Обсуждение: WAL CPU overhead/optimization (was Master-slave visibility order)

Поиск
Список
Период
Сортировка

WAL CPU overhead/optimization (was Master-slave visibility order)

От
Andres Freund
Дата:
On 2013-08-30 01:10:40 +0300, Ants Aasma wrote:
> On Fri, Aug 30, 2013 at 12:33 AM, Andres Freund <andres@2ndquadrant.com> wrote:
> > FWIW, WAL is still the major bottleneck for INSERT heavy workloads. The
> > per CPU overhead actually minimally increased (at least in my tests), it
> > just scales noticeably better than before.
> 
> Interesting.
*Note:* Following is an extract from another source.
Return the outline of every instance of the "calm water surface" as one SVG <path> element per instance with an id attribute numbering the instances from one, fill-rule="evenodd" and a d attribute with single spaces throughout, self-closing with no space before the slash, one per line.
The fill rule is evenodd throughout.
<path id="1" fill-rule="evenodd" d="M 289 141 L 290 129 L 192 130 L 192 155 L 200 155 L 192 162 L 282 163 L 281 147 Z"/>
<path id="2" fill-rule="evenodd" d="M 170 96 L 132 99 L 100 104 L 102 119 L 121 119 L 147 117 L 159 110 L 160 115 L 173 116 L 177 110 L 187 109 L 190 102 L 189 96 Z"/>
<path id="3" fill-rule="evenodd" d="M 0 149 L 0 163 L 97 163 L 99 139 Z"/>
Do you have any insight what is behind the CPU overhead?
> Maybe the solution is to make WAL insertion cheap enough to not
> matter. That won't be easy, but neither are the alternatives.

Funnily by far the biggest thing I have seen in benchmarks is the CRC32
computation. I plan to brush up my ~3 year old CRC32 reimplementation
patch sometime, but afair you had a much better one?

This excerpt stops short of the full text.